We therefore have a situation in which the secretary of defense reassured U.S. allies with the same positions, and at times almost the same language, as an administration that Trump had previously lambasted. While U.S. allies undoubtedly feel somewhat reassured that the United States still has their back, it remains unclear how to interpret Mattis’s message in light of Trump’s previous comments.
One possible explanation for this dichotomy is that Trump’s approach to East Asia may not be as radically different from Obama’s as the campaign rhetoric indicated. It is possible that the White House will jettison candidate Trump’s fiery rhetoric on alliances (at least in Asia), along with “lock her up” and other slogans that Trump found to be useful politically but untenable or unrealistic to pursue as president. If so, this would be a positive development — not only because it suggests an embrace of Obama’s policies and strategies toward the region, but also because it suggests that Trump is willing to adapt his approach as he learns more about the issues. This would not be unprecedented — President John F. Kennedy, for example, campaigned on closing the so-called “missile gap,” but changed course when he learned that the gap did not, in fact, exist. Good leaders adapt when presented with new information, and an adjustment by Trump in this area would be a step in the right direction.

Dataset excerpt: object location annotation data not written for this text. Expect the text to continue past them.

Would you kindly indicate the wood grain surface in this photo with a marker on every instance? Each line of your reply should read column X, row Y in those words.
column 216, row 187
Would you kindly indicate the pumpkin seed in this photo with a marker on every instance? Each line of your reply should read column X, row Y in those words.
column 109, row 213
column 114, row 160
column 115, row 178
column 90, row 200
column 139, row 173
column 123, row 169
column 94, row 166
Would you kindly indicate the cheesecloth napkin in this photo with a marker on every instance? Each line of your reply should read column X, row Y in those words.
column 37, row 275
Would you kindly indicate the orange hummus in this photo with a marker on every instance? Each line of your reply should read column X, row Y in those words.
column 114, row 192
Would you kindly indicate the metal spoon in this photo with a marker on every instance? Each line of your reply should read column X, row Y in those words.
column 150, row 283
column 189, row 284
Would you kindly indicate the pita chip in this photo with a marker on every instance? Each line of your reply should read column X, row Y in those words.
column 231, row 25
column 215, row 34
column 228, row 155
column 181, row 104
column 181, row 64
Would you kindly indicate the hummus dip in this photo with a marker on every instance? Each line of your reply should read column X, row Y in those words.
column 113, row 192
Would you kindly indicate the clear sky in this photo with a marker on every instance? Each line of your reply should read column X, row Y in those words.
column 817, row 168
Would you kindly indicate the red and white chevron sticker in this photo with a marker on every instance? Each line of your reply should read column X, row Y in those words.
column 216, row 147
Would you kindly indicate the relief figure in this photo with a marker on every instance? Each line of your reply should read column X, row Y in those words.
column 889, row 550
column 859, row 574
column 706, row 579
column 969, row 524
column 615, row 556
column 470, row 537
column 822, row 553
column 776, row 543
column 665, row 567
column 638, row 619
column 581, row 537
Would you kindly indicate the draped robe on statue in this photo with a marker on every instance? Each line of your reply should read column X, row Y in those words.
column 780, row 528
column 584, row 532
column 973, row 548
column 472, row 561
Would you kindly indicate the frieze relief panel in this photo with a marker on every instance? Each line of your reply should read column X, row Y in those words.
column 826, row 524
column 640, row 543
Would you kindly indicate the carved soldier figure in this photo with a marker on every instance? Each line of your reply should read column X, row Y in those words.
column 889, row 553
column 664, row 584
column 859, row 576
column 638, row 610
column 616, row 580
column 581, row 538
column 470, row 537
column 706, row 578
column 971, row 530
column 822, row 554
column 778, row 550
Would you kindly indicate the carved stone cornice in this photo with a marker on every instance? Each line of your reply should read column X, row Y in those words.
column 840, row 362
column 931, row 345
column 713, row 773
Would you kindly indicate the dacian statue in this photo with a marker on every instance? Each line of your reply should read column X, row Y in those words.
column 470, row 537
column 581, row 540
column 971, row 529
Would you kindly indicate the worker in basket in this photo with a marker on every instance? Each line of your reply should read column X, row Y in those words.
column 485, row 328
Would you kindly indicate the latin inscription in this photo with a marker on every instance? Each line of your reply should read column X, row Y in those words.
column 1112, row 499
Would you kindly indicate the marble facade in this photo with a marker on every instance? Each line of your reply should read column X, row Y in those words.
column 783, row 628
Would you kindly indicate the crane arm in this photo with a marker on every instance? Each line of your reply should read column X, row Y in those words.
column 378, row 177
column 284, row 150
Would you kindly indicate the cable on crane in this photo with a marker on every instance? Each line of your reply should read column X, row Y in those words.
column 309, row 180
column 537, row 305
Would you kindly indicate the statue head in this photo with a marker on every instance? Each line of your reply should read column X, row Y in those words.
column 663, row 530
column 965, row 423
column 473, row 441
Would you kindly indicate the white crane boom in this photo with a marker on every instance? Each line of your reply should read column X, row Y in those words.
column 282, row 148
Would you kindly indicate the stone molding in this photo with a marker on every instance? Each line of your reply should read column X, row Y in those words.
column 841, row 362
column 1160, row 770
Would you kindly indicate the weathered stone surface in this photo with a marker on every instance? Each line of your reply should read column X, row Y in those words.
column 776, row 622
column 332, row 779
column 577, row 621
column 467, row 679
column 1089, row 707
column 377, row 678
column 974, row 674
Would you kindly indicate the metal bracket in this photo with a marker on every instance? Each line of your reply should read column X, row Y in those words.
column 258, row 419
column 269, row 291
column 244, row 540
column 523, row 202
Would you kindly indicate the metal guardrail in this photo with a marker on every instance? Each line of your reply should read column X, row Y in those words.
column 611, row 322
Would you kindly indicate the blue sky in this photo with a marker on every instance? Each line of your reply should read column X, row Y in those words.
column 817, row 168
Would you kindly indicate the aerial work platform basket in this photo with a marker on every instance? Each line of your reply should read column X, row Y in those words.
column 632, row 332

On the other hand, it is also possible that Mattis and Trump are simply not on the same page when it comes to U.S. alliances in Asia, and that Trump will re-attack when he refocuses on these issues. Since his inauguration, other than announcing the death of the Trans-Pacific Partnership and conducting some courtesy calls with other heads of state, Trump has mostly focused on issues not related to the Asia-Pacific. This could mean that Trump simply hasn’t turned his attention to the region enough to make the kind of drastic statements that he did on the campaign. Accordingly, Trump’s calls for a far more confrontational and less reassuring approach to U.S. allies may reappear. If Trump reiterates some of the more radical pronouncements he made as a candidate, the geopolitical dynamics of the Asia-Pacific could change dramatically — and not for the better. A move by Trump in this direction would also significantly undermine the credibility of Mattis and others in the administration who have sought to reassure U.S. allies and are advocating for a more traditional approach to the region.
The Trump administration will have an opportunity to clarify its approach to the Asia-Pacific when Japanese Prime Minister Shinzo Abe visits Washington on Feb. 10. While talk of a large potential economic agreement will probably dominate the headlines, security issues will also come up. Will Trump reiterate Obama’s statement that U.S. security commitments cover the Senkaku islands, an area also claimed by China? Will Trump press Abe on further increasing Japanese financial support to U.S. forces and increasing Japan’s defense budget? Will the president reiterate his previous threat to withdraw U.S. forces if Japan doesn’t pay more?
With the Trump administration still less than a month old and many of its key Asia-related policymaking positions not yet in place, it is understandable that the White House has not expressed a comprehensive strategy toward the Asia-Pacific. Yet the world is not standing still, and these issues should be on the agenda when Abe comes to town.